Ama fark şu: Suudlular, Mısırlılar -lisanımı maruz görün- HER KOŞULDA BİZE YALTAKLANIYOR. Erdoğan ise bizimle çatışıyor, çelişkilerimizi yüzümüze vuruyor, dostumuz olmaya çalışmıyor."

Yani kısaca demek istiyor ki:otoriterlik falan bizim umurumuzda değil.

Erdoğan bize boyun eğmiyor, emrimiz altına girmiyor, o yüzden sevilmiyor.

Soru şu: MHP herhangi bir lider öncülüğünde iktidar olduğunda;
ABD'ye yaltaklanıp, emrine amade olacak mı?

Yoksa Türkiye'nin çıkarlarını gözetip,sömürgeci güçlere direnecek mi?

Elbetteki her ülkücü ülkemizin çıkarı neyi gerektiriyorsa onu yaparız diyecektir.

O zaman değişen bir şey olmayacak, Erdoğan'ı alaşağı etmek isteyen işbirlikçiler, aynı saldırıları MHP'ye de yapacaktır.

Ülkeyi yöneten partinin adı da amblemi de emperyalistleri ilgilendirmiyor.

Ya uşak olacaksın, ya düşmanları olacaksın, başka bir alternatif bırakmıyorlar.

Ülkenin tek parça kalması için bu saldırıların savuşturulması gerek ve bunun içinde içeride sağlam bir savunma hattı oluşturmak zorundayız.

Farzet ki MHP iktidar, bu saldırılara karşı koymak için o da AK Parti ile ittifak edecek;
Soros'un vakıflarında çalışan iş birlikçilerle vatanı savunacak bir hat oluşturmanız mümkün mü?
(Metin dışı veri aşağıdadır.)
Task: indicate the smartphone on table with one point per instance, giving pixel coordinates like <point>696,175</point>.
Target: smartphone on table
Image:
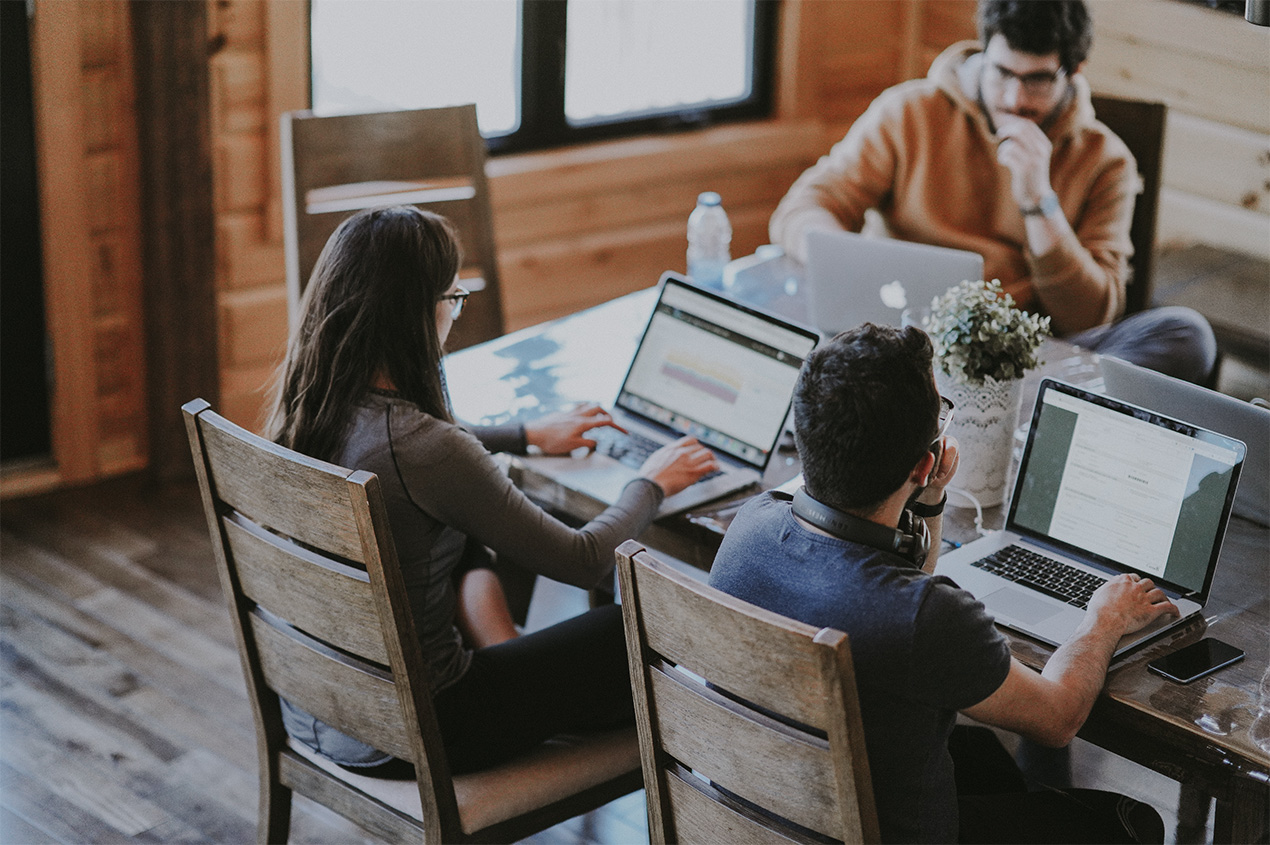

İlk öncelik Ülkenin bütünlüğü ve bağımsızlığı.

Parti ve ideoloji farklarını düşmanlığa dönüştürüp, iktidar mücadelesi ile uğraşırken, ülke elden giderse, iktidarın neye yarar?

Ülkücüler Fetöcülerin gazlamasıyla bu gerçekleri gözardı etmemeli.

Bizler her zaman aynı şeyi söyledik; ÖNCE VATAN.